In a silly article called “Suddenly, It’s Easier to Find a Hero Than a Villain,” Rick Lyman rehashes the ancient wheeze about how hard it is to find acceptable ethnic groups for a villain to belong to since the fall of the Soviet Union. I can forgive him that—the Times has to fill the “Week in Review” section somehow—but I can’t forgive him this sentence:

When it comes to choosing villains for big popcorn movies — a task that used to be as easy as “Where did we put those Nazi uniforms?” — it is becoming more and more difficult to take a step without trodding on someone’s tender toes.

“Trodding”?? Does Rick think about what he’s wroting, or does he just sat down and let flew? And where are the editors, for the love of god?
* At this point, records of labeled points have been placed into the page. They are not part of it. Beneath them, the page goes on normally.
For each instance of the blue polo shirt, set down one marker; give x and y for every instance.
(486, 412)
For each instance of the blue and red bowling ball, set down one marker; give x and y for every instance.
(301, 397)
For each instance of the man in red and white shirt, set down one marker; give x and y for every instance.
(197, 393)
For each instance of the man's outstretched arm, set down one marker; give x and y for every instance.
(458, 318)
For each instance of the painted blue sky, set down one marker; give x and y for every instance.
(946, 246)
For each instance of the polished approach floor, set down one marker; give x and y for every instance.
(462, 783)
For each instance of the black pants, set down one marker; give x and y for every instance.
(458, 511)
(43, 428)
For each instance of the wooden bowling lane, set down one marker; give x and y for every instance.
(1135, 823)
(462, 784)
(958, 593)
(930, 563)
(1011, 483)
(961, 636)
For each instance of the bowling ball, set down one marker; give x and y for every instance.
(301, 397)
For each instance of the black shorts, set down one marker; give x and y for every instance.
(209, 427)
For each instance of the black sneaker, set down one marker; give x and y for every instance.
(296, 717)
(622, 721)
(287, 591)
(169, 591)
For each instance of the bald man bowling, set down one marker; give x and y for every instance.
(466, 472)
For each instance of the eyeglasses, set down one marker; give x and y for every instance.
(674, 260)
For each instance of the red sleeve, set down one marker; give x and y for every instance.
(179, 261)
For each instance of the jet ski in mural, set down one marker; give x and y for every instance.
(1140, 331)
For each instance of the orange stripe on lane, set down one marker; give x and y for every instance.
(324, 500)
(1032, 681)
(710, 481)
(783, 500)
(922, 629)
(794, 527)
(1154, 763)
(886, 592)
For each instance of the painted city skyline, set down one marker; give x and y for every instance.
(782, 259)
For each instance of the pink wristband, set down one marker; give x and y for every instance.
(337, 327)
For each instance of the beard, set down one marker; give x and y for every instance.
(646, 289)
Addendum. Having recently beaten William Safire like a rented mule, I feel I should compliment him for this week’s column. Not only does he provide interesting information about the etymology of “pot” (I’m not at home and don’t have my full array of sources, but the Online Etymology Dictionary agrees: “pot (2) – ‘marijuana,’ 1938, probably a shortened form of Mexican Sp. potiguaya marijuana leaves.'”), he openly disagrees with the unfortunate Times decision to refer to Saddam Hussein as “Mr. Hussein.” As the column says, “Hussein is not a family name but his father’s first name.” This is something I rarely see referred to, and Safire is absolutely right to insist on calling the dictator “Saddam.”


  1. Tala Strauss says

    Hi! I am Gideon Strauss’s daughter, and I would just like to comment:

    I did not know that there was no such word as trodding! That is a surprise (for me). Although this is out of the blue, I like commenting when I read someone’s blog for the first time and read something “significant” to me. Thanx!

  2. Hi, Tala! “Trod” is the past tense of “tread,” so he should have written “without treading.” Thanks for commenting; I like finding new visitors here!
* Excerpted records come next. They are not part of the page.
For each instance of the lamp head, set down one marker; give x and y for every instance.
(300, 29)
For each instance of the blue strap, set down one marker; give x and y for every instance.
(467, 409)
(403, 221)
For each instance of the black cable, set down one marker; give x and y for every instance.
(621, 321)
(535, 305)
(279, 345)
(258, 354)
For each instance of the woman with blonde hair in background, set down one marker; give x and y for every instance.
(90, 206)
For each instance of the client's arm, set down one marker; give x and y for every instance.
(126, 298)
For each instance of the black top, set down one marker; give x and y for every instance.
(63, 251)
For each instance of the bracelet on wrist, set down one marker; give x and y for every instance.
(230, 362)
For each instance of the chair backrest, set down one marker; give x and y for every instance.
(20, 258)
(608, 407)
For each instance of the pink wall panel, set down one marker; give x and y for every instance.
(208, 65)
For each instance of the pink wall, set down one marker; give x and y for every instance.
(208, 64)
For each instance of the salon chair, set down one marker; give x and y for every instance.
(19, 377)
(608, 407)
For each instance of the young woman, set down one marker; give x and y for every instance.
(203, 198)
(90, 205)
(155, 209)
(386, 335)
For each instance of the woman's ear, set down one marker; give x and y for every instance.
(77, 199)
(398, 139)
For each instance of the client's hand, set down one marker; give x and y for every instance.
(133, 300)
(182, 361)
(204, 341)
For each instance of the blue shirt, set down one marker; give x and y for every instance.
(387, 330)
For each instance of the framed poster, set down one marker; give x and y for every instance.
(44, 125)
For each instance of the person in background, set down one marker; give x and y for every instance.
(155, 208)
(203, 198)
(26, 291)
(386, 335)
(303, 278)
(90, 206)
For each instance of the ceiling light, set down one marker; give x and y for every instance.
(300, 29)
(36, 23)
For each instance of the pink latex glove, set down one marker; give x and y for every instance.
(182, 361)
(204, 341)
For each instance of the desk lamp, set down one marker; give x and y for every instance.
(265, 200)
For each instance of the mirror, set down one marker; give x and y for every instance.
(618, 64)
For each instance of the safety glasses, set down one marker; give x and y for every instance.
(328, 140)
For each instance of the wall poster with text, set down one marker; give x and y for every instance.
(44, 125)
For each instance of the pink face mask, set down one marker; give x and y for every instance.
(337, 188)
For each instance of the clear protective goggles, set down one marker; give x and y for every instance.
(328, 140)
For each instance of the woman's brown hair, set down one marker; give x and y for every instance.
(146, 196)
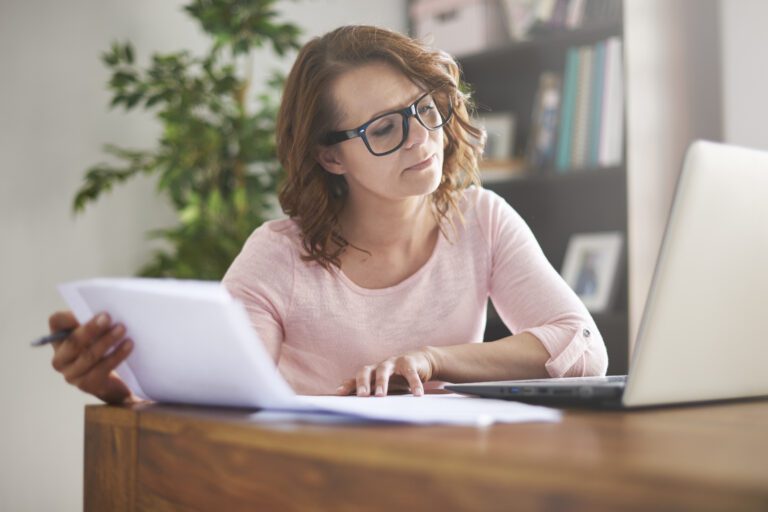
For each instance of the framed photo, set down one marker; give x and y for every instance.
(500, 135)
(591, 266)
  3. The Economist also calls him “Mr Hussein”.

    At the time of the First War With That Guy, I read something (possibly in The New Republic) mentioning that Iraq has numerous musea, stadia and whatnot called Saddam This and Saddam That.
    His original name was (if memory serves) Saddam Hussein al-Tikriti.

  4. Absolutely correct. But after a while, when Baghdad was filled with his relatives and other cronies from Tikrit, all surnamed al-Tikriti, he banned use of that name to quiet the murmuring.